The best thing about the Hunger Games series is that it is better than most—if not all—of the other YA novel adaptations. After having duds in The Giver and Divergent, with a little saving grace in The Maze Runner this year, we come to the series once again in the first of its two part conclusion. The problem with these two part conclusion movies (i.e. Harry Potter, Twilight, and in a way The Hobbit) is that they need to balance all of the plot points of one book into two full length movies. Mockingjay Part 1 suffers from this balancing act, though it does entirely detract from its attempts to build up to a mighty conclusion.
If you have not seen Catching Fire do not read any further because I will be spoiling the ending. Mockingjay Part 1 picks up shortly after the events of the second film; Katniss has destroyed the dome where the Quarter Quell was being held and essentially lit a fire in Panem which soon erupted into violence and uprisings.
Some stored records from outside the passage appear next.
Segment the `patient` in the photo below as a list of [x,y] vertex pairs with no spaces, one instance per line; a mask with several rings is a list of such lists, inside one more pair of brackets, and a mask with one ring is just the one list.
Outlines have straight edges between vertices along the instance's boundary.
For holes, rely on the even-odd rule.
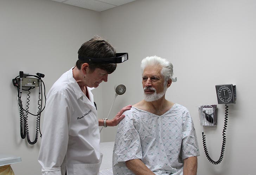
[[187,109],[165,99],[173,66],[153,56],[141,66],[144,100],[119,123],[113,154],[114,175],[194,175],[198,143]]

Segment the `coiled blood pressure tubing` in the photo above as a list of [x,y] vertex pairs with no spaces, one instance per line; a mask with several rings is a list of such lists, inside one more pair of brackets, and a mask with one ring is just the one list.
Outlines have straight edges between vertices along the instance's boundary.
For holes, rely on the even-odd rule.
[[[122,95],[126,91],[126,88],[125,87],[125,86],[123,84],[119,84],[119,85],[116,85],[115,86],[114,89],[115,91],[116,92],[116,94],[115,95],[114,99],[113,100],[113,102],[112,102],[112,105],[111,105],[111,107],[110,108],[109,112],[108,112],[108,117],[106,119],[105,119],[104,120],[107,120],[108,119],[109,117],[109,114],[110,114],[110,112],[111,112],[111,110],[113,107],[113,105],[114,105],[115,100],[116,100],[116,98],[117,96],[118,96],[118,95]],[[101,130],[100,131],[100,133],[101,132],[101,131],[104,127],[102,127],[101,128]]]

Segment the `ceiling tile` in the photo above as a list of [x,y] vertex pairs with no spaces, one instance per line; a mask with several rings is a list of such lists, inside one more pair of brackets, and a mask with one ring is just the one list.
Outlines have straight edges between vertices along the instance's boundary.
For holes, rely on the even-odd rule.
[[97,12],[102,12],[116,6],[95,0],[68,0],[63,3]]
[[121,6],[123,4],[129,3],[136,0],[95,0],[95,1],[99,1],[109,4],[117,6]]

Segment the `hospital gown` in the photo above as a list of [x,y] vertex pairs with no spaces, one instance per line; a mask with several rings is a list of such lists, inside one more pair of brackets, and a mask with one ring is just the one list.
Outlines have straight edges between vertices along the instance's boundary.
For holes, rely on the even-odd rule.
[[114,175],[134,174],[125,162],[141,159],[157,175],[183,174],[183,160],[199,155],[188,110],[175,104],[157,115],[135,107],[119,123],[113,153]]

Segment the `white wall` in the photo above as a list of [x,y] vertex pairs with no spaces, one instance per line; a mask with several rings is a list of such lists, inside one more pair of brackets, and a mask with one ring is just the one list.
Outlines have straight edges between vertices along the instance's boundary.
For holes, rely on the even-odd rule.
[[[20,70],[41,72],[45,75],[47,91],[74,65],[81,44],[96,34],[129,57],[108,82],[94,90],[100,118],[108,113],[116,84],[123,84],[127,89],[117,97],[110,118],[123,106],[142,99],[142,58],[156,55],[169,59],[178,82],[166,97],[187,107],[194,119],[201,154],[198,174],[254,174],[255,95],[251,92],[255,85],[255,7],[252,0],[137,0],[100,13],[48,0],[2,0],[0,153],[21,157],[21,163],[12,166],[16,174],[40,174],[40,139],[31,146],[20,138],[17,91],[11,79]],[[224,159],[214,166],[203,152],[197,108],[216,104],[215,85],[228,83],[236,85],[237,99],[229,107]],[[224,110],[223,105],[218,107],[218,126],[205,129],[215,160],[220,152]],[[33,137],[34,128],[30,126]],[[102,140],[113,141],[116,128],[104,128]]]
[[[104,35],[118,51],[128,52],[129,58],[104,85],[103,113],[108,112],[117,82],[127,89],[117,97],[112,115],[142,99],[140,65],[143,58],[156,55],[167,58],[178,81],[166,97],[187,107],[192,116],[201,155],[198,174],[254,174],[256,8],[252,0],[138,0],[102,12]],[[237,100],[229,106],[224,160],[213,165],[204,152],[198,107],[217,104],[215,85],[230,83],[236,85]],[[218,105],[217,126],[205,129],[215,160],[220,154],[224,107]],[[116,130],[105,130],[104,140],[114,140]]]
[[[17,90],[12,79],[23,71],[45,74],[47,92],[64,72],[73,66],[82,44],[95,34],[100,36],[100,14],[48,0],[1,0],[0,1],[0,154],[21,157],[12,167],[15,174],[40,174],[37,161],[41,140],[31,146],[20,136]],[[102,87],[94,91],[100,100]],[[38,89],[31,92],[36,99]],[[36,91],[36,93],[35,92]],[[26,97],[23,96],[24,105]],[[33,111],[32,104],[30,109]],[[102,108],[99,107],[99,109]],[[100,112],[102,113],[102,112]],[[31,140],[34,117],[29,116]],[[41,118],[41,128],[43,117]]]

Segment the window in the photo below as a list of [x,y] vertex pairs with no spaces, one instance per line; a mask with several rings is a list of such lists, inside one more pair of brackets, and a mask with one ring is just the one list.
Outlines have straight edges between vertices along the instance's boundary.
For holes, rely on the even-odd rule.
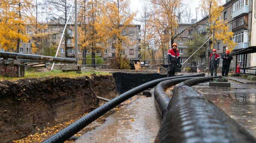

She is currently in District 13, the mysterious district that nobody actually knew still existed while Peeta is being held captive in The Capitol. Katniss will soon have to rise up as the Mockingjay, the symbol of hope for everyone who is oppressed.
The film takes its time getting to any major moments. Where the first two films’ major draw was in the actual Games, this one abandons that plot device. This isn’t entirely a bad thing. In the story that is being told one cannot have the Games still in place in order to win a revolution. The major moments are few and far between, which is my biggest qualm about the film. A lot of it is setup—setup for something massive, but worst of all it does not have a driving start-to-finish storyline. We have to wait another year for the film to conclude, so some might feel cheapened for having to buy two tickets to see the full package. But while it lacks in story, it instead creates a sense of anxiety for readers, and viewers alike. For readers we do not know where it will end; for those who haven’t read the books, they will be anxious to find out what the endgame will be. Hopefully with this much setup there will be a strong conclusion, or else we will really feel gipped.
One of the series’ strongest aspects is its acting. We have the return of most of the cast, and some new faces. Most notably is Julianne Moore as President Coin, the leader of the rebellion. She brings her excellent acting to the already strong cast featuring Jennifer Lawrence, Josh Hutcherson, Woody Harrelson, Elizabeth Banks, Liam Hemsworth, and, most heartbreaking, Phillip Seymour Hoffman who passed away during filming. Lawrence, who has made Katniss feel alive continues to do so with a powerful and emotional performance of a girl who has had a huge duty thrust upon her, while also suffering from all the trauma she has faced. These performances make us well aware of what is at stake, and it helps guide us into what hopefully will be an epic conclusion.
Without the Games, the action is pretty suppressed to just a few scenes. They are decently-exciting scenes, but there is no heavy anticipation for the main event. The action carries more of a brutal and destructive sense in this one. People are sacrificing themselves because they have a choice, not in the first two where they were chosen at random to die. If you have read the books, then you know, if done right, the second part will bring action in droves.
In the end, Mockingjay Part 1 suitably sets up the conclusion but at the risk of making a movie that isn’t entirely as exciting as it should be. With strong performances, powerful violence, and the anticipation for what is to come, the film may appeal to readers and viewers alike, but it also might make them feel like they just wasted two hours for all setup and no story. With renewed anticipation and a bit of hesitation, we now have to wait a year for the conclusion to the Hunger Games series, and we will finally see if what was setup in this film will be enough to conclude the story on a high note. May the odds be ever in the filmmakers favor.